After his epiphany, Arias settled in Guangzhou, where he became involved in clothing manufacturing and found the inspiration to form his own company, one that emphasized environmental sustainability and doing good work for the people of the world.
“I was always disheartened by all the pollution involved in manufacturing,” Arias explained. “Being in China, observing all that pollution happening, I wanted to start something more sustainable and care more about the world.”
Though the iToo Fashion wholesale distribution was run out of L.A., Arias remained in China the past six years, overseeing the manufacturing end of the operation while periodically returning stateside for business. He recalled his L.A. storefront’s proximity to Skid Row and how it stood in juxtaposition to society’s call to give and help.
“I would always drive by and wonder, ‘Why not do something here at home? People here also need some help, so I said you know what, let’s do a project here,’” he said.
The onset of COVID-19 ultimately prolonged his latest trip home, as China has yet to lift its restrictions on foreign travelers. While staying with family in La Cañada Flintridge and in between flights to Miami to get East Coast wholesale distribution off the ground, Arias said that’s when he discovered the extra clothing and contacted his old friend, Mizuki.
“Whenever I do events like that — when you bring joy to someone — it’s gratifying,” Arias said. “That’s kind of a little bit more fuel to going out and doing what you do.”
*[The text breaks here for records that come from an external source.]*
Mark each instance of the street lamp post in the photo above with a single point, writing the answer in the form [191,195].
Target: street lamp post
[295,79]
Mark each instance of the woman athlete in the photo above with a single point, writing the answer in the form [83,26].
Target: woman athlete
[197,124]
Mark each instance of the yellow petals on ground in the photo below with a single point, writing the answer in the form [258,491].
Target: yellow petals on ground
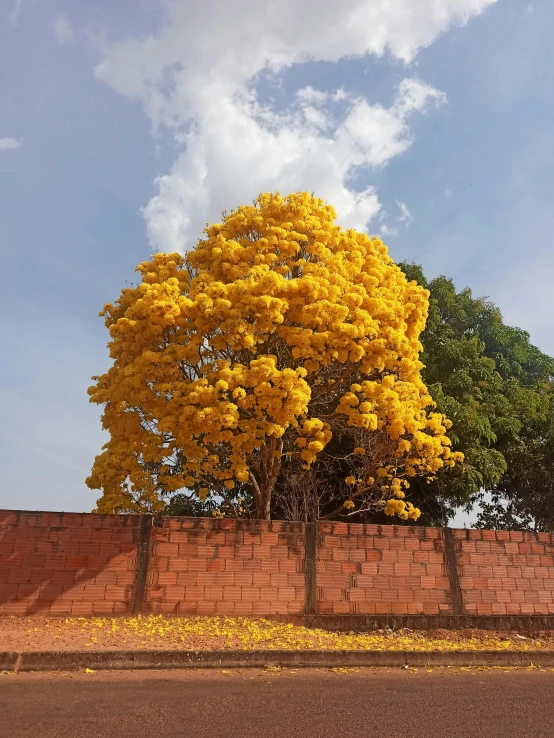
[212,633]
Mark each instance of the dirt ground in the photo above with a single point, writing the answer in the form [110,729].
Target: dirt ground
[207,633]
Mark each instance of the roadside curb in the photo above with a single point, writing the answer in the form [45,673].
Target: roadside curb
[124,660]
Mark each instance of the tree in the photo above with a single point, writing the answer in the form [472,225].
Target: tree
[242,361]
[497,389]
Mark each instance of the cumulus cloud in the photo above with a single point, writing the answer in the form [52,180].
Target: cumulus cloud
[405,215]
[63,30]
[200,75]
[8,143]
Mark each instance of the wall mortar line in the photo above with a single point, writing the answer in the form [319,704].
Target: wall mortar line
[453,574]
[310,569]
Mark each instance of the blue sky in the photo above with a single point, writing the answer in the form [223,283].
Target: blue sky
[125,126]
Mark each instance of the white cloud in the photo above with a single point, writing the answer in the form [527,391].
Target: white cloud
[385,230]
[7,144]
[13,17]
[63,29]
[405,215]
[199,76]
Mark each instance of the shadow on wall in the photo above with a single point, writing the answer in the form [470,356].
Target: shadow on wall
[67,563]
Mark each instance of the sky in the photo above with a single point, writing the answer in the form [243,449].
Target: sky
[126,126]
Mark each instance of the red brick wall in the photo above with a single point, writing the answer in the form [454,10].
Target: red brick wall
[381,569]
[85,564]
[67,563]
[506,572]
[202,566]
Mizuki said his team, which includes nearly two dozen others in development, hopes to do alpha and beta testing on the app soon and launch by the year’s end. He added that the pandemic represented an unexpected delay in development.
“Our development team really just started getting back to work two weeks ago,” he said. “Our goal is to make sure that it’s at a well-functioning place to do a launch definitely before the end of the year. Ideally, if we could do it by October or November, it would be awesome, but we definitely want to make sure we do it right. We don’t want somebody to download it, have a bad experience with it and then delete it. We want it to be up to par.”
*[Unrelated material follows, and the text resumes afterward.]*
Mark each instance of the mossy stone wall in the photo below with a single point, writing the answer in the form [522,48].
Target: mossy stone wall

Arias said he identified with one of the goals of the app, which was to help connect more people to worthwhile causes. He said he developed the instinct to give back after joining a mission to clean up a beach on an island in the Philippines, during which he and his firm donated toys and clothing to the local families who helped.
“It was very difficult to find something” to get involved with after returning stateside, Arias said, “so I think James’ app is going to be really helpful to people and make things less of a hassle.”